I have experienced the harsh work conditions, even though I had it pretty easy compared to some of the other game teams.
I remember one example where I worked my butt off on a game from start to finish, pulling in weekends for 2 months, with the odd Sunday off. After the end of these projects it's common for the company to give us a few days up to a week of free time off, but I was immediately signed onto another game that was just in pre-alpha stages. I worked 7 weeks in a row, 7 days a week (even on stat holidays), and didn't get paid anything extra, or any overtime pay on top of the meagre salary (
a full $30k less than I make now). Right after that crazy project, I was assigned to bug fix random games, and the managers guilted me into working more overtime (again, unpaid overtime). My name won't even go into the credits unless I work a full month on the project, so nothing will come from this extra hard work. Not only that, I was laid off 6 months later, where a fresh batch of hungry fresh graduates were willing to take my place to save the company $5k in salary a year.
But after all those many years, I still missed the environment, and still consider my true "home" in the game industry. I do similar programming tasks where I am now, and in a senior position, making a lot more money. There's little to no overtime, the company stresses great work-life balance, the benefits are great, the amenities are kick-butt... it's just not as "glamorous" as games. I'll take a more stable career over a "fun" job any day of the week now, and getting laid off was the best thing to ever happen to my career, amazingly enough.
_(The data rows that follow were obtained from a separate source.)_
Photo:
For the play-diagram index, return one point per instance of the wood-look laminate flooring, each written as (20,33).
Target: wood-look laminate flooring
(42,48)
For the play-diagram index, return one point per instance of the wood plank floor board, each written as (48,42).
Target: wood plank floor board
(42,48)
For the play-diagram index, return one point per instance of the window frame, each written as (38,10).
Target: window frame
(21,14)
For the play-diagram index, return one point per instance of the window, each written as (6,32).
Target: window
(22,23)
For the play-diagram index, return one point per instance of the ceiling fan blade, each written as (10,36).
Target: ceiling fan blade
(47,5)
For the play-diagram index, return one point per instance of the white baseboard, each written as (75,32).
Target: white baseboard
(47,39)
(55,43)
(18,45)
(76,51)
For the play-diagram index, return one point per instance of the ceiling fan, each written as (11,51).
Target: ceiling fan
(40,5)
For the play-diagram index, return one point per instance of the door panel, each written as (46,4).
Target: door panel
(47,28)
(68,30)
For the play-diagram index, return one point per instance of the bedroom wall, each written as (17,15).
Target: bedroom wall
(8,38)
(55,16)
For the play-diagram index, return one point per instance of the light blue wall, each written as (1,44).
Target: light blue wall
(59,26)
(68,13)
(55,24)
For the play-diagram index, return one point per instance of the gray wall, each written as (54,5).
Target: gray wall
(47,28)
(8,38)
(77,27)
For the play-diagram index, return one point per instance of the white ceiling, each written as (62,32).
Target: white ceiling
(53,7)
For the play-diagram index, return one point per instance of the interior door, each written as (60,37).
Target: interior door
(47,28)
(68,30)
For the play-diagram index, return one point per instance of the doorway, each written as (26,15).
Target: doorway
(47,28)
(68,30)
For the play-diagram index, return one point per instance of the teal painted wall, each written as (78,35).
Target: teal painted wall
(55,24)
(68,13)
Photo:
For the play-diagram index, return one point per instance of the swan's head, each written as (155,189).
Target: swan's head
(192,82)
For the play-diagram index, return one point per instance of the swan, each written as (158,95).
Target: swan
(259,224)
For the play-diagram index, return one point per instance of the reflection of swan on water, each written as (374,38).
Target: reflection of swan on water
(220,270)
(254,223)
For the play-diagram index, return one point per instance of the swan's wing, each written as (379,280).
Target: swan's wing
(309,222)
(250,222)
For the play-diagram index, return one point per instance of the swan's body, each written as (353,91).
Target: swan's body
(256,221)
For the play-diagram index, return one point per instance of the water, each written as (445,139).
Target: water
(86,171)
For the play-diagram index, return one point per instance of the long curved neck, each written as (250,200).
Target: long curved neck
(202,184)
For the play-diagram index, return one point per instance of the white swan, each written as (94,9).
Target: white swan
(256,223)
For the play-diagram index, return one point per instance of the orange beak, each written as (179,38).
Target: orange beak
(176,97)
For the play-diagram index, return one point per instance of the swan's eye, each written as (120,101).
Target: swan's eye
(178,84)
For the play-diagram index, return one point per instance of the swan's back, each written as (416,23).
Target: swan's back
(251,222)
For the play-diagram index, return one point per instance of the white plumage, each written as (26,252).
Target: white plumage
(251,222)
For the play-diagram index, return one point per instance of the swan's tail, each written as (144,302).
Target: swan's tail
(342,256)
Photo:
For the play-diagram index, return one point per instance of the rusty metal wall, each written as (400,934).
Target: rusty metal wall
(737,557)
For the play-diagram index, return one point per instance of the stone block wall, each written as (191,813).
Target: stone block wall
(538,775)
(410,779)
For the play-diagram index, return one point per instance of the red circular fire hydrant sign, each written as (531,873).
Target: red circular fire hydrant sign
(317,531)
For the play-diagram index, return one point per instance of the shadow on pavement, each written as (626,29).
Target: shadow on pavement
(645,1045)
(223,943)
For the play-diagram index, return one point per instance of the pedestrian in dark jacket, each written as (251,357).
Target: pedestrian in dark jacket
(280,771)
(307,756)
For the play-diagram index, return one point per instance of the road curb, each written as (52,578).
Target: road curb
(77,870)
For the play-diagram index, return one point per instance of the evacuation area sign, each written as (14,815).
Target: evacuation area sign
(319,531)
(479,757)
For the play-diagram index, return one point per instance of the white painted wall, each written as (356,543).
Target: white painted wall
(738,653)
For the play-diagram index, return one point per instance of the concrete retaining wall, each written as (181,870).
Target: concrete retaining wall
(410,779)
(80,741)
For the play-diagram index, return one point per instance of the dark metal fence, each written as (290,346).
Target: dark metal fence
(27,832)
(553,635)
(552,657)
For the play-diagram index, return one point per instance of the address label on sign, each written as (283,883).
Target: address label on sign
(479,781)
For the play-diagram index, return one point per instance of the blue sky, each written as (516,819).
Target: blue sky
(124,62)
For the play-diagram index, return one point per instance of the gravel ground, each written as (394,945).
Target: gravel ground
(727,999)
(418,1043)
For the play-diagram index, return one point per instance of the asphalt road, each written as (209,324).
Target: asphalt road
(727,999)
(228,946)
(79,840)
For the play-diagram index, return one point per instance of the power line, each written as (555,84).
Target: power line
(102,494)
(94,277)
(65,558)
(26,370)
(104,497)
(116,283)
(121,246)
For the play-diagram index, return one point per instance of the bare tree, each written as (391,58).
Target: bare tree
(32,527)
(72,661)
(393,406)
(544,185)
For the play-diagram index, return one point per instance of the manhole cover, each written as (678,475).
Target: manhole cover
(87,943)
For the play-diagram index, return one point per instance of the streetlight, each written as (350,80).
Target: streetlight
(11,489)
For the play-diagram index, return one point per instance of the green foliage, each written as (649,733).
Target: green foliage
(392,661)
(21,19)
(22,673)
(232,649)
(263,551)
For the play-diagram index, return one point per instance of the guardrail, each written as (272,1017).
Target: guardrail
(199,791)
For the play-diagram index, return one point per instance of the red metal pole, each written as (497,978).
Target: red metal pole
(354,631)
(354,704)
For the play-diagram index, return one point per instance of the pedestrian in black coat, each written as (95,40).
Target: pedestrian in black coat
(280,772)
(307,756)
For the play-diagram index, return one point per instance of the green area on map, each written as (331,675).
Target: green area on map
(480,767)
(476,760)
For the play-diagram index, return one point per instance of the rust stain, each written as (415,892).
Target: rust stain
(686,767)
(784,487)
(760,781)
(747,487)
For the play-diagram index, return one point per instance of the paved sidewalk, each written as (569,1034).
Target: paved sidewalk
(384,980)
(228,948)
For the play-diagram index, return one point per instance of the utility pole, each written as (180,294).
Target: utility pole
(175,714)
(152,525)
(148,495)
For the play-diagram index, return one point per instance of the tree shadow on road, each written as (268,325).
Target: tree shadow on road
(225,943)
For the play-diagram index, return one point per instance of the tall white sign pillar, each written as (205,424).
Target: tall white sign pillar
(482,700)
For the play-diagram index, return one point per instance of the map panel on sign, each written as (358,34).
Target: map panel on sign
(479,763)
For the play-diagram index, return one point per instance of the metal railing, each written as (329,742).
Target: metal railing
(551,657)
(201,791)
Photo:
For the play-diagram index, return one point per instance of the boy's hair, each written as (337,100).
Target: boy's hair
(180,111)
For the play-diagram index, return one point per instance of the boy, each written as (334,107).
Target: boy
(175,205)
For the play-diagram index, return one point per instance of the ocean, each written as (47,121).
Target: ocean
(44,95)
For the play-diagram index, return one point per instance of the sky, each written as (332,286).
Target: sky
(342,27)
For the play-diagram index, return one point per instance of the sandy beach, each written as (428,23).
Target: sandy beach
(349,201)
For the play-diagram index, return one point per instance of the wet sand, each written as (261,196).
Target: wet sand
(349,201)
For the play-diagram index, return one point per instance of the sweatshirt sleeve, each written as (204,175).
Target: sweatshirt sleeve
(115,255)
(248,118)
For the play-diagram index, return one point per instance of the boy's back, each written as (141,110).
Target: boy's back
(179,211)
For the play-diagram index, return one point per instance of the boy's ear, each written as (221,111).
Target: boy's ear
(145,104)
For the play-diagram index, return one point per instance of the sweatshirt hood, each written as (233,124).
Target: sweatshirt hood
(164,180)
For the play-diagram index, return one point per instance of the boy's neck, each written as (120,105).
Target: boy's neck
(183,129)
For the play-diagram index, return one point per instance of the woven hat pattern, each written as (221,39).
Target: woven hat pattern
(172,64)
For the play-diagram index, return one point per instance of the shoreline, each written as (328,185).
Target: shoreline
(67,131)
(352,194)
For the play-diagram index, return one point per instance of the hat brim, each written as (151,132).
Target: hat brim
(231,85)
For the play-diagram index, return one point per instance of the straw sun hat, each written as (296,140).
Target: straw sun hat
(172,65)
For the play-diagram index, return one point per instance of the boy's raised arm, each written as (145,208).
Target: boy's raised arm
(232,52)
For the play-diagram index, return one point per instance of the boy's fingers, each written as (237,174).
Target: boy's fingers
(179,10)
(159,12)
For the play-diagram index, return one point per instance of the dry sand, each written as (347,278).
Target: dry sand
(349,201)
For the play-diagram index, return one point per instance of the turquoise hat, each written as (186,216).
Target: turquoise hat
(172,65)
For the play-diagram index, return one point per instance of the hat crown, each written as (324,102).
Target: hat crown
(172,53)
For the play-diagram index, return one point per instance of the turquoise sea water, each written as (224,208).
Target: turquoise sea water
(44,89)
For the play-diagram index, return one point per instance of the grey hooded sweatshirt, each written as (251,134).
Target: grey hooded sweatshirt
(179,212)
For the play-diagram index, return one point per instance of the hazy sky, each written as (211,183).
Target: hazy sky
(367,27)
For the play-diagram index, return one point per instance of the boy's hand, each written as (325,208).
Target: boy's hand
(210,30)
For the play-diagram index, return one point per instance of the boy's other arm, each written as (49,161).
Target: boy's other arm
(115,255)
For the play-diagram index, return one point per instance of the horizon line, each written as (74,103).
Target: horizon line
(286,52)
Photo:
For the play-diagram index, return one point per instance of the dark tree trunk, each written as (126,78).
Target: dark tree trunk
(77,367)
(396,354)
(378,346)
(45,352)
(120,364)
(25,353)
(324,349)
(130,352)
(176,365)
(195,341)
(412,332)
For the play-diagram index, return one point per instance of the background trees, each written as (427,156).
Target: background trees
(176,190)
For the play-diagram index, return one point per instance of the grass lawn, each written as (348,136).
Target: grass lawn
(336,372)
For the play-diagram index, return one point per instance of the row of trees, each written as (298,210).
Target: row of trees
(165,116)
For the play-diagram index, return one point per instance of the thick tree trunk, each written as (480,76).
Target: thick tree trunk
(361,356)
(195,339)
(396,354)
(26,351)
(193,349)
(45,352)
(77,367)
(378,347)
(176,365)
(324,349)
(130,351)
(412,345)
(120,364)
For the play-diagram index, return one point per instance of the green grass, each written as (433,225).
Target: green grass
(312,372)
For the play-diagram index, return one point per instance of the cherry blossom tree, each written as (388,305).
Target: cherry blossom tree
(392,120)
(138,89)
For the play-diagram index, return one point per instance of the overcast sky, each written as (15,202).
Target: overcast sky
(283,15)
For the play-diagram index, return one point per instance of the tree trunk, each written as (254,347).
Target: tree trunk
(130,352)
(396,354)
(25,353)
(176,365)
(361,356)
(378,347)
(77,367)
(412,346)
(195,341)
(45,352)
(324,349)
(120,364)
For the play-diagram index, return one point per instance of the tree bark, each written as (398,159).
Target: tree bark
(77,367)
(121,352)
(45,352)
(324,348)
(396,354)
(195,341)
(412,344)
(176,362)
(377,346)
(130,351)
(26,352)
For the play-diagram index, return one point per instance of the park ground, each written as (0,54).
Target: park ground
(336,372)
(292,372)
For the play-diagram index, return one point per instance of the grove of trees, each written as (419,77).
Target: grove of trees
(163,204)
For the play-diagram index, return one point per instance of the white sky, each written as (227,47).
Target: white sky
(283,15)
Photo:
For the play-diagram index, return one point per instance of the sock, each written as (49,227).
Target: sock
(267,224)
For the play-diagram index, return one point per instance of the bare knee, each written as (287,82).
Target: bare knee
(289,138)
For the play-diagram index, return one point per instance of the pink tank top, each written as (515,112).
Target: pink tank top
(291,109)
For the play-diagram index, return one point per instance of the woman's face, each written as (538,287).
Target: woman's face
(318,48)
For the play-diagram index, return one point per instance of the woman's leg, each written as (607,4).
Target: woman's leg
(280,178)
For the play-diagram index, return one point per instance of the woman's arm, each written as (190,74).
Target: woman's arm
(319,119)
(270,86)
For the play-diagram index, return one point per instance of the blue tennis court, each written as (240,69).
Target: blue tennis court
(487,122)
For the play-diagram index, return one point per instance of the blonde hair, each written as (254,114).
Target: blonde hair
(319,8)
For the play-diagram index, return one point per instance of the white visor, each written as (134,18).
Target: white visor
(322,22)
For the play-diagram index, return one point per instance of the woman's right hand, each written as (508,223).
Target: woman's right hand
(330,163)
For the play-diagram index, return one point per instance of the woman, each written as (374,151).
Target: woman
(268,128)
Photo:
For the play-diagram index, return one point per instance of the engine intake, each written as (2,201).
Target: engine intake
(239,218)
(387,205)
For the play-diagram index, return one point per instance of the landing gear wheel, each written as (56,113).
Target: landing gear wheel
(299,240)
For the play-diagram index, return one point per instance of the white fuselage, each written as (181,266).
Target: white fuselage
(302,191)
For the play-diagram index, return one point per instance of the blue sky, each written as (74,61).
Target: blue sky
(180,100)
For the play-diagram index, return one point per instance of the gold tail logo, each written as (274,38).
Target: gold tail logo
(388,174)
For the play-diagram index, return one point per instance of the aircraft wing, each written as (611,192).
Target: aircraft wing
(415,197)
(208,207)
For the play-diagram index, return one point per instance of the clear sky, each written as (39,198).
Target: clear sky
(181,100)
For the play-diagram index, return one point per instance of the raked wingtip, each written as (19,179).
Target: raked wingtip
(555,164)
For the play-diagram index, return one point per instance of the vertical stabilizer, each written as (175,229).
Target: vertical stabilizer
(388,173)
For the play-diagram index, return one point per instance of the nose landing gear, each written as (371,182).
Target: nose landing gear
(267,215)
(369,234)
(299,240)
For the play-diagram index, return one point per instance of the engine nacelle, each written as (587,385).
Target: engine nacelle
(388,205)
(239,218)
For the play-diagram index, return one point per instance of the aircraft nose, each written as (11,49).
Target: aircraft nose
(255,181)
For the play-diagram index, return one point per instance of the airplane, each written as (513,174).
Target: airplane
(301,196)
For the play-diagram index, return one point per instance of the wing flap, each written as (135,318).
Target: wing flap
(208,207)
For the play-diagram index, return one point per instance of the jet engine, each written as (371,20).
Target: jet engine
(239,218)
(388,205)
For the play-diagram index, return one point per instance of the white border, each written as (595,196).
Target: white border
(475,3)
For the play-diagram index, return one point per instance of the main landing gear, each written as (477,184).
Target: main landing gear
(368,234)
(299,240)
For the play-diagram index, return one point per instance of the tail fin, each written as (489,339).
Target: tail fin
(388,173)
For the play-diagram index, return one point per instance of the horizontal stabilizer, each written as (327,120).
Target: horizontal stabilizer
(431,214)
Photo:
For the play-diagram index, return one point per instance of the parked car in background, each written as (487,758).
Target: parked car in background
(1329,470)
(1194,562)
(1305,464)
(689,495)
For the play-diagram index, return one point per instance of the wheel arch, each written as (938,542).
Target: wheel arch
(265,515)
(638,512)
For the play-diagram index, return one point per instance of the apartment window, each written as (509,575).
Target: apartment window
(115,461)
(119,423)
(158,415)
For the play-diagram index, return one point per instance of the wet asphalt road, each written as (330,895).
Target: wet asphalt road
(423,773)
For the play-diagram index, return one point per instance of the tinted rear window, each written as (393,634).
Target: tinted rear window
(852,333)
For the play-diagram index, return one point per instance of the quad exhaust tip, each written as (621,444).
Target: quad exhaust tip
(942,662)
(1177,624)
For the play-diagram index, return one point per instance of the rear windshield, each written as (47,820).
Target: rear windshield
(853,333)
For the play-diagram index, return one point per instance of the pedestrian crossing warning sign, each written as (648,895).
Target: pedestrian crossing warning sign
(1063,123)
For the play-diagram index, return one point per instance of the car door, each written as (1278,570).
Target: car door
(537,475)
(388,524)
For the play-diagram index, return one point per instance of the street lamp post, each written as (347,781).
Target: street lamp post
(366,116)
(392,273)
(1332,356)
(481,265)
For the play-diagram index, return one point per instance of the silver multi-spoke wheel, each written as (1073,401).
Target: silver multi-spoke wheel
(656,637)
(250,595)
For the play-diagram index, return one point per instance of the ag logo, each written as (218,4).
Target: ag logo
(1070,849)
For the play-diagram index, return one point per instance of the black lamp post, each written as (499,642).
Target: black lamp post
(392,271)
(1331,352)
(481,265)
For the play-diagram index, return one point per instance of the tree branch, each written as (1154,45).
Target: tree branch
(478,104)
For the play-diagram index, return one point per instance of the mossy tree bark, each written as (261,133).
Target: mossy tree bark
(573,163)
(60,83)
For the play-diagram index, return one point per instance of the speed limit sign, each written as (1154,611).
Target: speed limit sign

I encourage everyone to do that at least once, though, and experience what goes into making a game from start to finish. Then you can get an appreciation about how games are made from concept to finish, and all the people that are involved in the tiniest to the largest of ways. It will make you think twice about complaining when that next big triple-A game gets delayed, knowing the sweat that goes into developing them
EDIT:
Interestingly I also heard bad working conditions were rampant in Rockstar Vancouver's office during the development of Bully. Tsk tsk, Rockstar and Take2.
EDIT 2:
Just reading that link has reminded me of several stupid things at my last employer. I remember seeing a manager's MS Project screen on his computer at the beginning of a project, and he had already scheduled in overtime and crunch time. Funny thing is, they would always stress about how the overtime is because of improper time estimations or because of other controllable phenomena, but in reality they plan for it every time from the very start.
I had a conversation with him about how to reduce overtime and crunch time, asking him if he and the other managers took learnings from previous years and adapted their schedules accordingly (i.e. less time for this, more time for that, do this earlier to get it done faster, etc.) He looked at me like I was questioning his ability as a manager and was offended. Hahaha!